INDONESIA TODAY ONLINE – Sebuah langkah yang telah ditorehkan dalam rekam jejak di era digitalisasi adalah sebuah keniscayaan dalam menilai sesuatu, rekam jejak pun punya data tahan yang tinggi terhadap gempuran hoax, fitnah dan adu-domba dan Forkom Alawiyyin telah mengisi rekam jejak itu dengan konsisten melawan setiap bentuk diskriminasi dan intoleransi.
Forkom Alawiyyin mengajak kepada semua khususnya kalangan muda untuk berani speak up dan turun tangan dalam membawa angin perubahan, perubahan menuju tata kelola Pemerintahan yang baik, perubahan menuju Civilization yang berkeadilan, perubahan dalam regulasi pengelolaan dan pemanfaatan sumber-sumber daya alam, penguatan masyarakat sipil, penegakkan hukum, pendidikan dan lain-lain.
Forkom Alawiyyin bertekad ikut menyongsong dan menyukseskan perubahan itu sendiri yang ujungnya adalah partisipasi dalam pilpres 2024.
“Pilihlah pemimpin yang mengerti persoalan, baik dalam dan luar negeri, mengerti ekonomi dengan baik dan bisa mengendalikan oligarki bukan sebaliknya, ujarnya”.
Mengutip pendapat seorang seniman dan aktor terkenal Jerman abad 19:
Buta yang terburuk adalah buta politik.

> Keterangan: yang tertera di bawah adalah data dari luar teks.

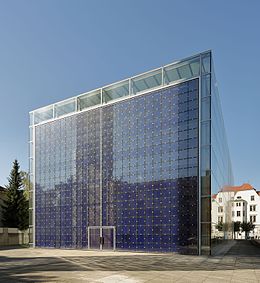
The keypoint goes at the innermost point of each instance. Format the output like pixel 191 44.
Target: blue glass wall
pixel 141 153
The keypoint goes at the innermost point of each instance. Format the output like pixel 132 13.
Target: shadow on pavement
pixel 35 269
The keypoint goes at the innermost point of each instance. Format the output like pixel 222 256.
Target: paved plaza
pixel 240 264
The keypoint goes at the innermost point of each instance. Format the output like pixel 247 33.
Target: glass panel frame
pixel 115 91
pixel 146 81
pixel 89 99
pixel 66 107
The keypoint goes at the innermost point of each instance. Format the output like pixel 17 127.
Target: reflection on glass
pixel 89 99
pixel 43 114
pixel 182 71
pixel 116 91
pixel 147 81
pixel 64 108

Dia tidak mendengar, tidak berbicara, dan tidak berpartisipasi dalam peristiwa politik. Dia tidak tahu bahwa biaya hidup, harga kacang, harga ikan, harga tepung, biaya sewa, harga sepatu dan obat, semua tergantung pada keputusan politik.”Lanjutnya…“Orang buta politik begitu bodoh, sehingga ia bangga dan membusungkan dadanya seraya mengatakan bahwa ia membenci politik. Si dungu tidak tahu bahwa dari kebodohan politiknya lahir pelacur, anak terlantar, pencuri terburuk dari semua pencuri, politisi buruk, dan rusaknya perusahaan nasional serta multinasional yang menguras kekayaan negeri.”Begitu sindir Bertolt Brecht, seorang penyair Jerman yang hidup di abad ke-19 (1898-1956).
Bernas dan tajam kritik sosial sang penyair. Kesadaran bernegara, yang dalam pemahaman klasik Aristotelian politik adalah usaha yang ditempuh warga negara untuk mewujudkan kebaikan bersama (bonnum commune).Sayangnya kesadaran seperti ini belum meluas dan mengakar dalam tradisi kita. Tak bisa dipungkiri masih cukup banyak segmen masyarakat kita yang alergi dengan politik.

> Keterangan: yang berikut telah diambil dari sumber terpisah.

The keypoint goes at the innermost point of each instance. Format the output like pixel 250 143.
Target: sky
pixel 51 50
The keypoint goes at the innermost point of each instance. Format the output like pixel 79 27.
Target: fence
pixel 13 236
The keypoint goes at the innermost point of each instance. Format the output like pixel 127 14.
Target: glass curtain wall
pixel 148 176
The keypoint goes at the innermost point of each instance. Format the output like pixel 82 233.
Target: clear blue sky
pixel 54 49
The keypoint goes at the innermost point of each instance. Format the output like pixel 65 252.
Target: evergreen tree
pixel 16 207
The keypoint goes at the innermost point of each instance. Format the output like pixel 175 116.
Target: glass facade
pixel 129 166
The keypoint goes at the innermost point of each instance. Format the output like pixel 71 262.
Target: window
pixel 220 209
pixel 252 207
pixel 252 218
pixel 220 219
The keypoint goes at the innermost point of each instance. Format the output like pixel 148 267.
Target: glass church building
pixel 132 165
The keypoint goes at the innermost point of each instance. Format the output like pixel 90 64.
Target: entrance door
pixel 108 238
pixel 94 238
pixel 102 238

Sikap alergi politik ini bisa dimengerti. Lantaran minimnya teladan baik dari para politisi itu sendiri. Gejala alergi politik ini mesti diakui sudah cukup akut (parah) dan kronis (menahun).Setelah alergi politik muncuk apatisme, sikap pasrah, terserah aja lah…emang gue pikirin? situasi jadi tambah parah dengan munculkan gejala oportunisme politik.
Kita yang buta politik atau tidak peduli pada urusan politik akan memperparah citra politik di Indonesia. Orang-orang yang tidak baik akan semakin berkembang pesat karena lemahnya dukungan pada orang-orang yang baik. Negara ini bukan hanya dikelola oleh pemerintah saja tetapi masyarakat juga berhak ikut andil. Dosa terbesar kita sebagai masyarakat adalah ketika membiarkan atau tidak peduli pada orang-orang tidak baik yang ingin berkuasa.

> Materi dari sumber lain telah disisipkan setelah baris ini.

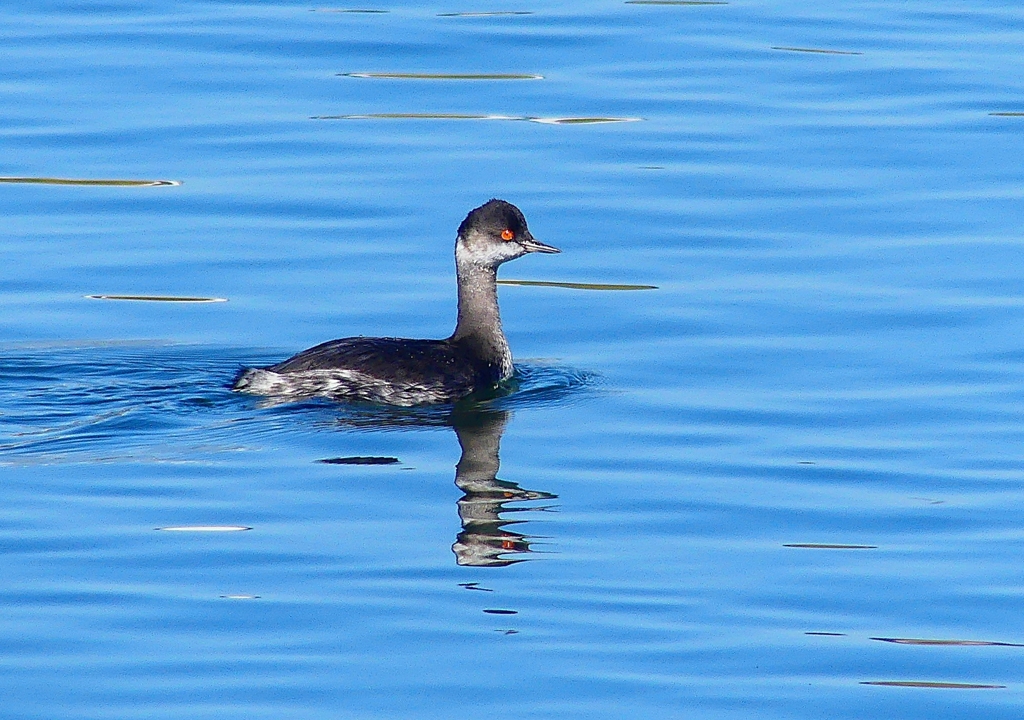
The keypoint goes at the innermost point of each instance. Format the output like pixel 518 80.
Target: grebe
pixel 400 372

Diamnya kita pada suatu kebijakan yang salah akan membuat lebih banyak kekacauan yang ada. Sadar atau tidak sadar, kita bisa lebih jahat dari orang jahat karena kita mengetahui sebuah kesalahan tetapi membiarkannya.
Marilah turun tangan dan dukung orang-orang baik masuk dalam politik untuk tercipta kemakmuran dan keadilan bagi seluruh rakyat Indonesia.